America´s five dumbest bans

News on 4 Apr 2009

Interesting weekend reading came from the Hawaii Reporter at http://www.hawaiireporter.com/story.aspx?7070255f-67df-40c5-af64-9b4fc952db1e, which took an op-ed look at the five dumbest bans perpetrated by the US government – one of them involving online gambling.
Commenting that what the free market gives, governments too frequently take away, the newspaper used four criteria on which to base its assessment:
• No one can present a strong case for marginal social harm from the product or service banned. Consumer choice alone is good enough reason to oppose product bans, but that aside, the bans included herein cannot be argued for on even the most tenuous utilitarian grounds.
• The product should provide benefits to the general public. It should be something that almost anybody might have a theoretical interest in using.
• A government must have actually enforced the ban within the recent past. Many amusingly archaic laws remain on the books but go unenforced—but not all.
• The law in question must be statewide or national in scope. The larger the jurisdiction, the greater the harm it can cause when it bans a product. National and state bans are extremely difficult to circumvent, local bans much less so.
The Hawaii Reporter goes on to deliver its assessment, naming a ban on the use of the cancer drug Provenge; the prohibition in the states of Louisiana, South Carolina, Virginia, and Oklahoma on buying a coffin from an unlicensed dealer; the Louisiana ban on selling a flower arrangement is not a licensed florist and the Texas and nationwide ban on selling horsemeat.

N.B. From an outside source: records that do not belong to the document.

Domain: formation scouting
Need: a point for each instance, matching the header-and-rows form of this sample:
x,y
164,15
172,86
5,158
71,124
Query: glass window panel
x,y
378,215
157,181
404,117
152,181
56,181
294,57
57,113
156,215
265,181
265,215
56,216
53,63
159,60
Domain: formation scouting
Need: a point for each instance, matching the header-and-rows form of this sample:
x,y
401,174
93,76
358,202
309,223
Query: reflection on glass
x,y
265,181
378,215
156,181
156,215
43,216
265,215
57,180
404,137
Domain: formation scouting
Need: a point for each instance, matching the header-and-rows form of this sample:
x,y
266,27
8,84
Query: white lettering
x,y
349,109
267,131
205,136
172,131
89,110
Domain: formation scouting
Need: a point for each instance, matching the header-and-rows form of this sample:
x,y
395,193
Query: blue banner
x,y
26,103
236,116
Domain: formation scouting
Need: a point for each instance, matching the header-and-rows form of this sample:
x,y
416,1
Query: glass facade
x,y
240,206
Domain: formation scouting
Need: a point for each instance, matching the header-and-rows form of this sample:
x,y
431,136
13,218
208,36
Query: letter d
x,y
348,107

Second on the list was the national restraints on Internet gambling in the United States, about which the article commented:
“Americans like to gamble. As of 2008, 48 states had legal gambling in some form, and today 38 allow the operation of casinos, slot parlors, or card rooms.6
“Nearly all Americans approve of the activity—around 90 percent in one recent poll. However, a 2006 federal law, the Unlawful Internet Gambling Enforcement Act (UIGEA), places absurd restrictions on banks in an attempt to outlaw Internet gambling.
“The law, which the Bush administration attempted to implement through a “midnight” rulemaking effort in its waning days, essentially bars banks from engaging in or facilitating transactions to transfer money to online gambling providers outside of the United States.

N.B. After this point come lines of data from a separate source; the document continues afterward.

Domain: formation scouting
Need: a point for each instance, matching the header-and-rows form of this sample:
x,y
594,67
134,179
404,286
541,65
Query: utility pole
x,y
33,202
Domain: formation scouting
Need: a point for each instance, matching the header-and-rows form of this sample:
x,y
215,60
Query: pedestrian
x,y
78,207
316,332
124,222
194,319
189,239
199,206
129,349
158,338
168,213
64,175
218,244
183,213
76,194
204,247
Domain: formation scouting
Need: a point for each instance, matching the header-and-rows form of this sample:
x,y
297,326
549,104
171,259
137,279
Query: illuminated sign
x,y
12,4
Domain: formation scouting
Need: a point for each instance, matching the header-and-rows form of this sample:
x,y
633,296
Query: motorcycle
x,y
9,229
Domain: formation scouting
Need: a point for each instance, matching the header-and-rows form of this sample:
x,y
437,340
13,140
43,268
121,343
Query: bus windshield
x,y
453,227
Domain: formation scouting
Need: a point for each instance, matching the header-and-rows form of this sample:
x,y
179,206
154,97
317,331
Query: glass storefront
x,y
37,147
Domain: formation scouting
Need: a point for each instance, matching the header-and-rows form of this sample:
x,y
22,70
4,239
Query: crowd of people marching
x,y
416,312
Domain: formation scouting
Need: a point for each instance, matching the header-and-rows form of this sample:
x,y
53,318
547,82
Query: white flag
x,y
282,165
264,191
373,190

“The absurdity of trying to curb gambling aside, UIGEA will adversely affect activities which do not constitute gambling at all, imposing tremendous costs on the rest of the economy. The regulations will impose a sizeable burden on the already struggling banking sector. The cost, the Treasury, Office of Management and Budget, and Federal Reserve agree—will come in upwards of $100 million a year.”

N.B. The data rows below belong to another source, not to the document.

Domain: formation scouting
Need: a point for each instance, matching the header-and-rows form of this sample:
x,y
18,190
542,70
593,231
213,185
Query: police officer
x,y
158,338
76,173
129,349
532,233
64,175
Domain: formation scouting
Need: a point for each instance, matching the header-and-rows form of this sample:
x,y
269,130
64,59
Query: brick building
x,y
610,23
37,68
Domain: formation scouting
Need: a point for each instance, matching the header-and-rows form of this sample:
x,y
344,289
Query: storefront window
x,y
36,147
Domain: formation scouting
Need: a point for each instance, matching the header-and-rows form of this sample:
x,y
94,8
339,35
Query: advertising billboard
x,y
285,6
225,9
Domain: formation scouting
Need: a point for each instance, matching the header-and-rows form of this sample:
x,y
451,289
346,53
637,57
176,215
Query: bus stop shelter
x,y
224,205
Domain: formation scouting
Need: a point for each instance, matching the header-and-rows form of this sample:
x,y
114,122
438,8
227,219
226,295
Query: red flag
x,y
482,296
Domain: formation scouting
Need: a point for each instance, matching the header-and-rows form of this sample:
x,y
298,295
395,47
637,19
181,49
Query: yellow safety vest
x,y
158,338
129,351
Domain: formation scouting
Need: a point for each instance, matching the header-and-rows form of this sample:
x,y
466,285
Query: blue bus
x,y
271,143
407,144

The history of the newpaper’s annual look at legislative absurdity has included some goodies in the past:
A Virginia ban on sangria
Several state bans on sex toys
A ban on the CardioPump
A ban on selling bottled water in Toronto.
The article concludes:
“This catalog of absurd product bans may seem amusing, but any clearly absurd product ban can have serious negative consequences for freedom and consumer welfare. Nobody can legitimately contend that a society that retracted all of the product bans discussed above would find itself less safe, secure, or moral. These bans simply intrude on the freedom of individuals to live their lives as they please. While the freedom to drink bottled water, buy wildflowers a child has picked, or play cards online might appear inconsequential in the grand context of economic and personal liberty, the sheer absurdity of these product bans makes them all the more insidious. In total, they add to a litany of such laws that, quite simply, ought to go.”